The back section of the magazine is where all of the closest things to human interest stories go, and where all of the specially photoshopped fashion and beauty spreads can be found. The interview with Sarah Hyland is a little more substantial than the usual cover star interview, as they discuss her recent illness and kidney transplant. Be that as it may, six out of twelve questions were still about her boyfriend. After that there is an extremely pale and bony pair of models that show off some shapeless clothes, nothing new unfortunately. And after that, there is an extremely helpful article about how to make-out with a boy successfully (so glad they put that in there, very vital stuff).
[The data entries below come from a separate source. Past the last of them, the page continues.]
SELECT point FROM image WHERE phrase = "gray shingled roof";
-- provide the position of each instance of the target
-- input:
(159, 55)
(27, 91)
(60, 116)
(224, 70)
The next article is okay, it is apparently about embracing one’s natural beauty, so for this one they use a size-four brunette model, and let the girls keep their freckles (I’ll admit, it is nice to see some facial features other than smooth skin and blue eyes). The next article is a bit tricky. It’s about this campaign that Seventeen went on with Tyra Banks to find the most “Fiercely Real girls in America,” and it goes on to profile the top four winners--who are all curvaceous, and three of which are not Caucasian. On the surface, it looks like a refreshing and progressive show of solidarity to girls in America, but in reality this is not the case. First of all, no one person is “more real” than anyone else. They only say “fiercely real” because it would be politically incorrect to say “fiercely plus-sized.” Also, by calling them the most fiercely real girls in America, they are actually sending a message to extremely skinny girls they they are not normal, not to mention the fact that they are inadvertently proving that they don’t depict any supposedly “real” girls in their other photographs! I don’t know how you managed it, Seventeen, but you’ve literally created an article that is offensive to basically every girl who reads it. You don’t demonstrate real diversity if you shove all of it to the back of the magazine in one tiny, little article--you will be considered diverse when the photographs throughout the magazine show a variety of shapes and sizes, ethnicities and features.
Overall rating: F
So, Seventeen did not stack up very well when I read it carefully and critically. I, however, feel very empowered now that I have verbalized what is so wrong with it. When I read it this time around, I didn’t let it take away any of my power or my self-esteem--I approached reading it as the exhaustive task it truly is, and I feel so much better for it. In formally criticizing Seventeen, I have given it a new meaning and place in my mind. I hope this lengthy blog has at least inspired you to read your own magazines critically. I also hope that if you do, it helps you as much as it has helped me. Now that this is off my chest, I will go to bed and dream peacefully.
Remember, criticize the media, don’t let the media criticize you.